When patriotism is narrowly defined, it can only be accepted and exhibited within the constraints of its own intolerance. That is, racism is baked in the story of American patriotism.

The U.S. national anthem is one of the quintessential symbols of American patriotism, for example. And the song is racist. The man who wrote the song was racist. The song wasn’t meant for all Americans when Francis Scott Key wrote the lyrics in 1814. Not only was slavery nearing its second century, but Key was also from a wealthy and influential plantation family in Maryland.

The song has a controversial third verse that was never sung at events or ceremonies because it was offensive — especially after the Civil War ended in 1865. The verse stated the following: “No refuge could save the hireling and slave/From the terror of flight or the gloom of the grave.”

Key’s love for America is a patriotism that doesn’t include Black Americans — the enslaved people whose force labor built the country he so revered. Centuries later, Black expressions of patriotism are still denounced if they oppose the status quo, as defined by Donald Trump and his MAGA rallies.

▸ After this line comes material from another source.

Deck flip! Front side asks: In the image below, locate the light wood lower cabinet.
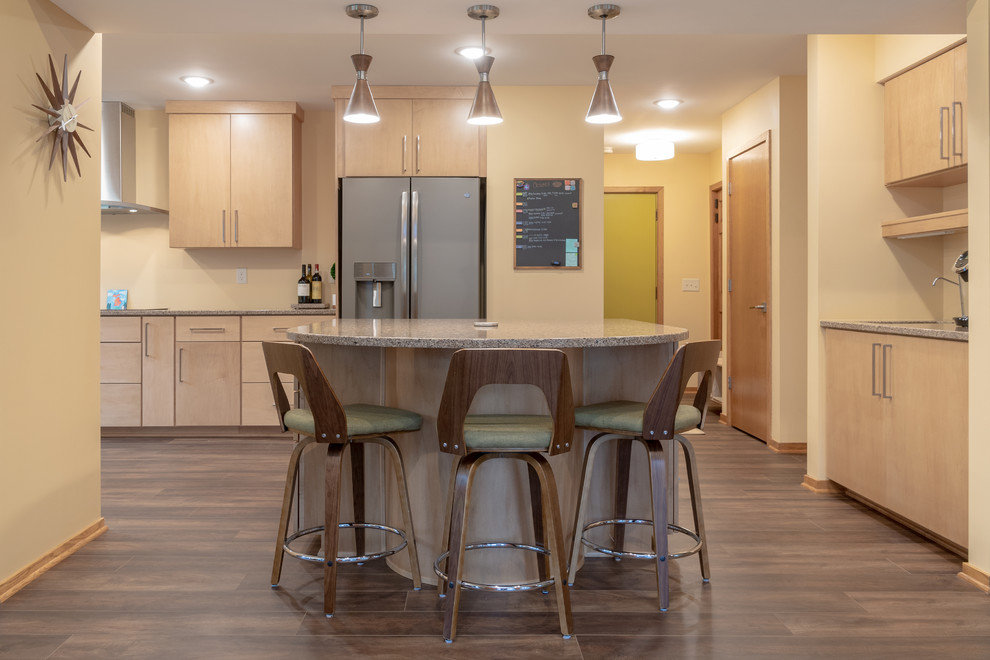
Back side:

True acts of patriotism — not those hijacked or censored by racists or those in power — courageously dissent against popular beliefs and rituals.

American Revolutionary hero Patrick Henry is an example.

“Give me liberty or give me death,” he said in his famous 1775 speech for American independence. He opened the speech by explaining how he views patriotism differently from others.

“No man thinks more highly than I do of patriotism… I shall speak forth my sentiments freely and without reserve. This is no time for ceremony. The questing before the House is one of awful moment to this country.”

“I consider it as nothing less than a question of freedom or slavery; and in proportion to the magnitude of the subject ought to be the freedom of the debate. It is only in this way that we can hope to arrive at truth, and fulfill the great responsibility which we hold to God and our country. Should I keep back my opinions at such a time, through fear of giving offense, I should consider myself as guilty of treason towards my country, and of an act of disloyalty toward the Majesty of Heaven, which I revere above all earthly kings.”

The kind of patriotism Patrick Henry discussed allowed for marginalized voices to participate in a thriving democracy.

Democracy can only begin to work when those relegated to the fringes of society can begin to sample what others take for granted as their inalienable right. It’s the patriotism Kaeperneck exhibited at NFL games — now seen on the streets of America — that we need more of.